Countless babies and mothers suffer injuries during the childbirth process annually in the U.S. One of the more common injuries that babies suffer is shoulder dystocia. The unfortunate part about this medical condition is that it’s often preventable, provided that doctors closely monitor their patients.
Why does shoulder dystocia occur?
Data compiled by the March of Dimes shows that at least 3% of childbirths result in shoulder dystocia. A baby would typically move through a mother’s pelvis into their birth canal during the childbirth process. There are some situations, however, in which a baby’s shoulder blades end up becoming trapped within a mother’s pelvis.
A situation where shoulder blades become stuck during the childbirth process can result in the baby suffering damage to their brachial plexus nerves that run from a person’s neck into their arm. Any damage to these can leave behind lasting functional impairments. Arm fractures or broken collarbones may also result from a baby’s shoulder blades becoming trapped within a mother’s pelvis.
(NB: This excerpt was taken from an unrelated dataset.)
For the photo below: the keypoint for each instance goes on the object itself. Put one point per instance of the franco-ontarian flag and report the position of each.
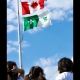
(41, 20)
(28, 8)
How can doctors prevent shoulder dystocia?
Shoulder dystocia cases are largely preventable. Doctors must more closely monitor the following high-risk expectant mothers:
- Those with gestational diabetes
- Those who are overweight or obese
- Any mother carrying multiples
Doctors should prepare themselves to perform a Cesarean section (C-section) in any of the above situations to minimize the chances of shoulder dystocia occurring. Doctors should also do the same if there are indicators that a baby has macrosomia, which means they weigh over eight pounds.
The use of assisted birthing tools such as vacuums and epidurals and labor induction can cause shoulder dystocia to occur even with adequate monitoring. Repositioning a fetus too much in utero can also result in complications such as shoulder dystocia.
Shoulder dystocia can leave your child with significant functional impairments that affect their quality of life as they grow. You may be able to seek compensation by taking legal action if a doctor’s negligence or actions are to blame. You might be able to use that compensation to cover your child’s surgeries and other medical care and treatment in the future.